Spacecraft may need to drill 6.6 feet under the surface of Mars for these reasons

by time news

NASA analysis revealed that Mars rovers may have to dig nearly seven feet below the surface to find evidence of ancient life on the Red Planet, and the discovery of some amino acids may be a possible sign of the existence of extraterrestrials because they are widely used in life On Earth as an ingredient for building proteins.

According to the British newspaper “Daily Mail”, proteins are essential for life because they are used to make enzymes that speed up or regulate chemical reactions and the formation of structures, however, new research by the US Space Agency has revealed that the amino acids in the surface of Mars are destroyed by cosmic rays.
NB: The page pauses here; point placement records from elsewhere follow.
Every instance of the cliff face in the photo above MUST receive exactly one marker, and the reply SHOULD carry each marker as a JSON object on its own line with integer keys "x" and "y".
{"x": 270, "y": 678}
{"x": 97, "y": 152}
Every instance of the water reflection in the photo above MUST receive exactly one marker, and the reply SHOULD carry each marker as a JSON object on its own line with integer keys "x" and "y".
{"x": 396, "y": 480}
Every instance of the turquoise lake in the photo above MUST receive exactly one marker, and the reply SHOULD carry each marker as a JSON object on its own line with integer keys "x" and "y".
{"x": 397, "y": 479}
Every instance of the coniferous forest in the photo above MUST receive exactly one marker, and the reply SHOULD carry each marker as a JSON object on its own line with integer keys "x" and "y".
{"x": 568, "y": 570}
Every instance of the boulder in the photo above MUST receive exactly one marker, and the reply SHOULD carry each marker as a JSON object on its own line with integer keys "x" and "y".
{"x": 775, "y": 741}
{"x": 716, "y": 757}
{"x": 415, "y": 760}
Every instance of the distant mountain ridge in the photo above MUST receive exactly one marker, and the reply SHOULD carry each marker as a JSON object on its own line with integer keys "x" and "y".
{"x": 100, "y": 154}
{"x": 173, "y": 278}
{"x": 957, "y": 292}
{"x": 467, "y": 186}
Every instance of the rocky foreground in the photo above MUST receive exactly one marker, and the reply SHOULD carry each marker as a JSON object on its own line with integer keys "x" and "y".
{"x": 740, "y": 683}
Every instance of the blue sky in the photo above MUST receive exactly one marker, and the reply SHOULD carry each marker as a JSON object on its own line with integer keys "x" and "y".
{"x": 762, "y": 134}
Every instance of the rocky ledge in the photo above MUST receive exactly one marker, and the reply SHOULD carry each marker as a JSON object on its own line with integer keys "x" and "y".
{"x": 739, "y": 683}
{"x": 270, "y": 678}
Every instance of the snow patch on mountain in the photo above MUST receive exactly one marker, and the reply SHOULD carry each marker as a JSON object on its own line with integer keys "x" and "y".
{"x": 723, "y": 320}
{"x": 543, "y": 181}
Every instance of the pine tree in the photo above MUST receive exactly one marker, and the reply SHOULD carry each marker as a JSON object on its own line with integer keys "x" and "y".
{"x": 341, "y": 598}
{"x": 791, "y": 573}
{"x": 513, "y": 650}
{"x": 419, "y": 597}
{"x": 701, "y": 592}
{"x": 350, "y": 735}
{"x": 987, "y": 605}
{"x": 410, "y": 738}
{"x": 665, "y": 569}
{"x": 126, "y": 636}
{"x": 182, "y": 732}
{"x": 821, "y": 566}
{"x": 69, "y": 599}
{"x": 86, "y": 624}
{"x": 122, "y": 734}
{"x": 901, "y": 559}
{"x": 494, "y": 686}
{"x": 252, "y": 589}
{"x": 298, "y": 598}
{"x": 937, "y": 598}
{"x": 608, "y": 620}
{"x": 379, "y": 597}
Much faster than previously thought.

Experts say this means rovers may have to dig 6.6 feet (two metres) or more below the surface of Mars to find signs of ancient life.

“Current Mars missions are down to two inches (about five centimeters), and at those depths, it would only take 20 million years to completely destroy the amino acids,” said Alexander Pavlov of NASA’s Goddard Space Flight Center in Greenbelt, Maryland.

“Twenty million years is a relatively short period of time because scientists are looking for evidence of ancient life on the surface that existed billions of years ago when Mars was more like Earth,” Alexander added.

Research at this depth would counter the risk that small molecules, such as amino acids, could be degraded by ionizing radiation from space.